On a Monday evening in January, 1883, I had returned comparatively late from work in the District Attorney's office in New York, and was in my rooms at the Crescent Club on Madison Square, corner of Twenty-sixth Street, making a leisurely toilet for dinner, when a note was brought me from Arthur White. In it he asked me to join a few mutual friends at his rooms on West Nineteenth Street off Fifth Avenue later in the evening for supper. He named the men—Gilbert Littell, Ned Davis, and Oscar Van Bult—who were to join him at euchre before supper. This was a favorite pastime with them, and I was bidden to come early, if I wished, and look on.

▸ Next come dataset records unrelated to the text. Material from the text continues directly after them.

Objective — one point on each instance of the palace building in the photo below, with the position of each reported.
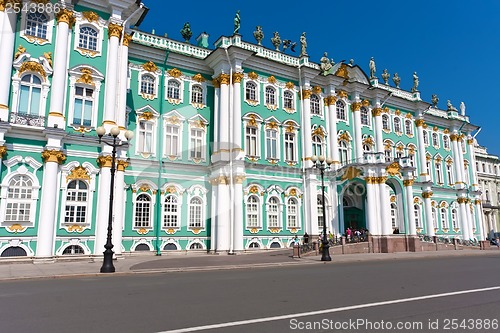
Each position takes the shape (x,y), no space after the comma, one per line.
(223,138)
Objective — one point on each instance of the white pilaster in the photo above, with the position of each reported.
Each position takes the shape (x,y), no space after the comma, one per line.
(47,220)
(429,223)
(60,74)
(6,58)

I did not play cards myself; not because of any scruples on the subject,—I had knocked about, a bachelor, long enough to take most things in a man's life as they come,—but because I did not care for games of any sort. I was, however, by my friends considered an unobjectionable onlooker—rather a rare reputation to enjoy, I may mention,—probably mine because I did not take sufficient interest in the play to either advise or criticise. It was not unpleasant, however, to sit by in White's attractive quarters and drink and smoke from his excellent sideboard. So having nothing better to do, I sent back word I would come, and getting into my evening clothes, went down to my dinner. It was not often I dined alone, as dinner to me was the occasion of the day and I deemed it incomplete, no matter how excellent the meal, without some congenial companion; but this evening I was later than usual, and so found no one available. Even the habitual acceptors who can always be depended upon in a club to give their society in return for a good dinner had all been engaged.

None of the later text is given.